Basically, though, if the drive is inserted correctly, it will seat properly if you can screw it down.
Once the BIOS sees the drive, boot from the Windows XP CD and make sure to select the option to boot from the CD drive and not the hard drive.
Dewey Finn has the right steps.
Having everything set to ‘Auto’ under the BIOS is normal. When the PC POSTs, it’ll say ‘Detecting devices’ or something, then list your HDs, optical drives, etc. If your new drive doesn’t get listed here, later software/OSs/etc. aren’t ever going to be able to detect it either.
In the BIOS, there should be an option to detect what HD is installed and use that setting instead. If that feature doesn’t work, then the HD really isn’t being detected at all.

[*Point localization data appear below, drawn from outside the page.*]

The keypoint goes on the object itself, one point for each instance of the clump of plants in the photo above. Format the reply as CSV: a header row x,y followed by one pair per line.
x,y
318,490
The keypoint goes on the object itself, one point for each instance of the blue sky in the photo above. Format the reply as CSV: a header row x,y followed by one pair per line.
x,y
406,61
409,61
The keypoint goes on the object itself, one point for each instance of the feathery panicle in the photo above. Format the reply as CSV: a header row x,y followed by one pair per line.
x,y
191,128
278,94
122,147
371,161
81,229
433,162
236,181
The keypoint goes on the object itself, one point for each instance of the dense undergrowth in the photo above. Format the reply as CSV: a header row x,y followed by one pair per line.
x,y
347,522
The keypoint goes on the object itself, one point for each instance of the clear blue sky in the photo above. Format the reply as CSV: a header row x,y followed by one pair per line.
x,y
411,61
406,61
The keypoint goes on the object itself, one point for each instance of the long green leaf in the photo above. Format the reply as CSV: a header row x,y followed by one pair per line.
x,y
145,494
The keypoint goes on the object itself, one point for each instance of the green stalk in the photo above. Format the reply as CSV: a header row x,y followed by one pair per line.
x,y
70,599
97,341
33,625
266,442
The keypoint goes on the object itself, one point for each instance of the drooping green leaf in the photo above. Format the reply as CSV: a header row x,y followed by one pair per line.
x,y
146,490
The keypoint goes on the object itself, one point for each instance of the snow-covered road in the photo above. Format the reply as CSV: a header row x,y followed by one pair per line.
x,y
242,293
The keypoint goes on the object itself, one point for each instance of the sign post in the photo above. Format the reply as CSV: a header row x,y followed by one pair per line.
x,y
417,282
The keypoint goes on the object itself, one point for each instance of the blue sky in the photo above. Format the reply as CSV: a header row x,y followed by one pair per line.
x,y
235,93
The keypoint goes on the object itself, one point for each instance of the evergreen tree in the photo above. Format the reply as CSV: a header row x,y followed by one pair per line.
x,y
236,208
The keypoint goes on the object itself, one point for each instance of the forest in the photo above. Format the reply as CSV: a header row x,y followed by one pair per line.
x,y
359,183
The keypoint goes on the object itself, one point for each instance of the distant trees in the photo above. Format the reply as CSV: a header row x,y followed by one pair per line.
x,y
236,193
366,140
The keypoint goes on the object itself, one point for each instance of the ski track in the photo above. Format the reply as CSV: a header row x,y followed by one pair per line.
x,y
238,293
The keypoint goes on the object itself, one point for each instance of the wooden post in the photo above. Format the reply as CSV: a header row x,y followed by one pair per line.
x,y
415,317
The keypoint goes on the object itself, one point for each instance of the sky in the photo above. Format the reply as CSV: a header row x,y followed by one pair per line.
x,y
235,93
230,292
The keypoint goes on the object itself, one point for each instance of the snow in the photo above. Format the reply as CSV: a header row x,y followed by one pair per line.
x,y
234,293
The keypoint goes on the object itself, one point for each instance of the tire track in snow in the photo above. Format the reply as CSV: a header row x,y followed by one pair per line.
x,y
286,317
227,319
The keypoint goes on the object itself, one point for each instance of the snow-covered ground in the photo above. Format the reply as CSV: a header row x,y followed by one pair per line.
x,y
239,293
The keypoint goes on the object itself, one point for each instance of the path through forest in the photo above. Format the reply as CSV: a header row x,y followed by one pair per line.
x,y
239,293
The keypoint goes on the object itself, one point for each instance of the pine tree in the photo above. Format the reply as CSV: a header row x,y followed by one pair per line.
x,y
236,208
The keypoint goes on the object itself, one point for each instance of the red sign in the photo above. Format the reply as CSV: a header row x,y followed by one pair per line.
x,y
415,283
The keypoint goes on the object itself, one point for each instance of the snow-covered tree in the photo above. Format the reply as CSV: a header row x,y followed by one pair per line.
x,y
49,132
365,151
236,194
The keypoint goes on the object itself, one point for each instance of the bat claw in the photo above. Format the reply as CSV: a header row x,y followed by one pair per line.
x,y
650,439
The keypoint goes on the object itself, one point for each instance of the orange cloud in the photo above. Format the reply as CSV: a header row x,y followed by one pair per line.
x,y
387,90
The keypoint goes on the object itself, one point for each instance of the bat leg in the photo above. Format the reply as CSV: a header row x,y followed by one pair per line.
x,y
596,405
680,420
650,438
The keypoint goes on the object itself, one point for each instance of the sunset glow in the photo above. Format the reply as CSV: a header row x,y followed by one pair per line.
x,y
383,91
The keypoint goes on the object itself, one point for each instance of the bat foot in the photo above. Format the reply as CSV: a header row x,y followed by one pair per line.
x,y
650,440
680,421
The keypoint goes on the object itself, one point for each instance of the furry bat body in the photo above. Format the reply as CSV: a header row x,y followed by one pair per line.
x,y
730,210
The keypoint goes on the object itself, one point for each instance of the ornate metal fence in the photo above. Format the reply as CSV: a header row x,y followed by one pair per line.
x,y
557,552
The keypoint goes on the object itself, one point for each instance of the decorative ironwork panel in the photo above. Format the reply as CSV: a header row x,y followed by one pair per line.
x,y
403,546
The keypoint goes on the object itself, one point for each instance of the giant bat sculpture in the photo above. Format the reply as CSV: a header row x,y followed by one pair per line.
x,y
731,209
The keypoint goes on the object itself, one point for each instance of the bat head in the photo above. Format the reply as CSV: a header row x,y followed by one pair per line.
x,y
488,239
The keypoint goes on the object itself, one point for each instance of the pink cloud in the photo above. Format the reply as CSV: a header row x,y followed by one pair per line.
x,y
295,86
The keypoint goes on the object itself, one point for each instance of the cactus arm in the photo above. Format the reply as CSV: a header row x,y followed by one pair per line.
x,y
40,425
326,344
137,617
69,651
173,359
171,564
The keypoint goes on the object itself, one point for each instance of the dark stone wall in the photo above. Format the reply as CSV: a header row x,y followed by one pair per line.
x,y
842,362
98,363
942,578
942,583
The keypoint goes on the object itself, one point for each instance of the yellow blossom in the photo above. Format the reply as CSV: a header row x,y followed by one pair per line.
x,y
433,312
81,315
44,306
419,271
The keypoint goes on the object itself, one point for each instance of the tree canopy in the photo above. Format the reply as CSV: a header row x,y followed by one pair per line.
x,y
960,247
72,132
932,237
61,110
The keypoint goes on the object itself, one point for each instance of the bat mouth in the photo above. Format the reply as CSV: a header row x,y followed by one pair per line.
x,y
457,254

Okay, I’m 90% certain that the HD is seated correctly, and the BIOS is set to Auto for the HD, but it still just ain’t happening. However, even when I just tell it to boot from the CD, it doesn’t bring up the XP setup, even without the HD recognized. If the HD was gone, wouldn’t the CD still run? I guess I might try to get one of those CD bootable Linux’es on a CD and see if it isn’t some sort of motherboard problem.
Is there any way I can force the computer to undergo a recheck of all the things like HD’s? I guess that would be a POST? It just doesn’t seem to be working with it right now.
1: Just like the larger 3.5 drives many 2.5 drives require proper jumpering. Double check this
2: You need to double and triple check that you have the drive seated and plugged to the IDE cable header socket correctly. Unlike 3.5 drives many 2.5 drives CAN be connected backwards (and will not work)
3: Make sure your notebook MB BIOS can handle the size of the drive you have installed if it is larger than the old drive.